Concentration and Related Probabilistic Phenomena in High Dimensions

0405587

Bobkov

This project deals with several challenging problems about high dimensions, mainly of probabilistic content, that have been encountered in the last decade. These include the problem of characterization of probability distributions satisfying dimension free concentration properties and related Sobolev-type inequalities, the KLS-conjecture on the dominating role of linear functionals with respect to logarithmically concave measures, the problem of existence and asymptotic normality of typical distributions in randomized models of summation. The PI also plans to address new aspects of the concentration phenomenon of product measures under additional symmetry hypotheses. As closely related, part of this activity is devoted to finite dimensional de Finetti representations for permutation invariant probability measures on product spaces and their applications to quantifying the rate of dependence of elements in long finite exchangeable sequences.

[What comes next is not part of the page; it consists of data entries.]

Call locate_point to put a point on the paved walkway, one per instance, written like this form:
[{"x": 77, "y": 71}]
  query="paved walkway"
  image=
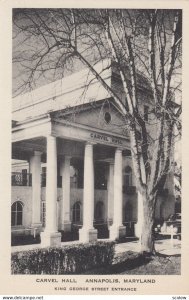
[{"x": 166, "y": 246}]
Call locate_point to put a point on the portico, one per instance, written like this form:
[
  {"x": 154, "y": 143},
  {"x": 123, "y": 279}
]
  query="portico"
[{"x": 54, "y": 149}]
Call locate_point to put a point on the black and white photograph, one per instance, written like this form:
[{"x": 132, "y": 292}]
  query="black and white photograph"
[{"x": 96, "y": 158}]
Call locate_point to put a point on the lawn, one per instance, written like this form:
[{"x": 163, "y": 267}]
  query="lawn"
[{"x": 132, "y": 263}]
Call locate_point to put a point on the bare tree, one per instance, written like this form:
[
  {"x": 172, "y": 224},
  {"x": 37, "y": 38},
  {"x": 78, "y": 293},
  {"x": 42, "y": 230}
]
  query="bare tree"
[{"x": 145, "y": 45}]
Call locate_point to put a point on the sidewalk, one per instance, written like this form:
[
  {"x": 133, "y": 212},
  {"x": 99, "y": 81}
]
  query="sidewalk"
[{"x": 165, "y": 246}]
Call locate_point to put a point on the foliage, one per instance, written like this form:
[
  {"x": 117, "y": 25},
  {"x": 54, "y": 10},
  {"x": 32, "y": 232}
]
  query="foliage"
[
  {"x": 73, "y": 259},
  {"x": 145, "y": 50}
]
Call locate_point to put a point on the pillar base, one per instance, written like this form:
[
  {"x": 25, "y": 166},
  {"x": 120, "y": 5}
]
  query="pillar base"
[
  {"x": 50, "y": 239},
  {"x": 138, "y": 230},
  {"x": 36, "y": 229},
  {"x": 117, "y": 232},
  {"x": 87, "y": 235},
  {"x": 66, "y": 227}
]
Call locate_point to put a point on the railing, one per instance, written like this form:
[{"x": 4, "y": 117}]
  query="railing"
[
  {"x": 163, "y": 192},
  {"x": 129, "y": 190},
  {"x": 43, "y": 180},
  {"x": 21, "y": 179}
]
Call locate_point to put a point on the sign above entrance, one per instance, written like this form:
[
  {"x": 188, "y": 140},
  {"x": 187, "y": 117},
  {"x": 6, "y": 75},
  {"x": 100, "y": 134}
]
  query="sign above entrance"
[{"x": 105, "y": 138}]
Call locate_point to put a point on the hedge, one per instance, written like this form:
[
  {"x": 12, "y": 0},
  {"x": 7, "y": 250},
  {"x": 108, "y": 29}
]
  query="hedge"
[{"x": 73, "y": 259}]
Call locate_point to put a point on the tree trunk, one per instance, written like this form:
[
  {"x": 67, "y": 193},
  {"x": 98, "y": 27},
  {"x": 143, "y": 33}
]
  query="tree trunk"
[{"x": 147, "y": 236}]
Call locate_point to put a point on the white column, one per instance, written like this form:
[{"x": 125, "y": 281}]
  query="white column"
[
  {"x": 65, "y": 207},
  {"x": 117, "y": 230},
  {"x": 140, "y": 211},
  {"x": 51, "y": 236},
  {"x": 35, "y": 169},
  {"x": 87, "y": 233},
  {"x": 140, "y": 217},
  {"x": 110, "y": 192}
]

A separate part is devoted to analysis of random walks on discrete structures and focuses on developing techniques based on suitable modified forms of logarithmic Sobolev inequalities.

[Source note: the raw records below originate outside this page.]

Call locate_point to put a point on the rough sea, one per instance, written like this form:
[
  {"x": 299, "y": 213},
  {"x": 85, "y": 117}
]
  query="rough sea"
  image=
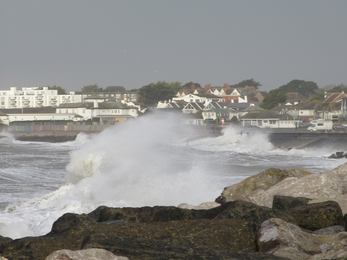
[{"x": 150, "y": 161}]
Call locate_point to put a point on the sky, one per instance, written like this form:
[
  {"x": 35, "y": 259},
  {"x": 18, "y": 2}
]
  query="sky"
[{"x": 133, "y": 43}]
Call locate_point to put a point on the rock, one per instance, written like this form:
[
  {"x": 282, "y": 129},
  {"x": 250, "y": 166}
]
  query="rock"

The study of concentration phenomena is motivated, in particular, by classical problems of probability and statistics about general global properties of smooth functionals of stochastic processes. Concentration tools are also of great importance in asymptotic convex geometry where one explores the role of the dimension of high-dimensional convex objects. This area of research has become rather rich and proved to be useful due to the universal character of applications; on the other hand, it has accumulated a number of fundamental open questions attracting many investigators. The proposed research is aimed to push forward the study of multidimensional phenomena and to explore their connections with important effects related to the weak dependence in a broad sense.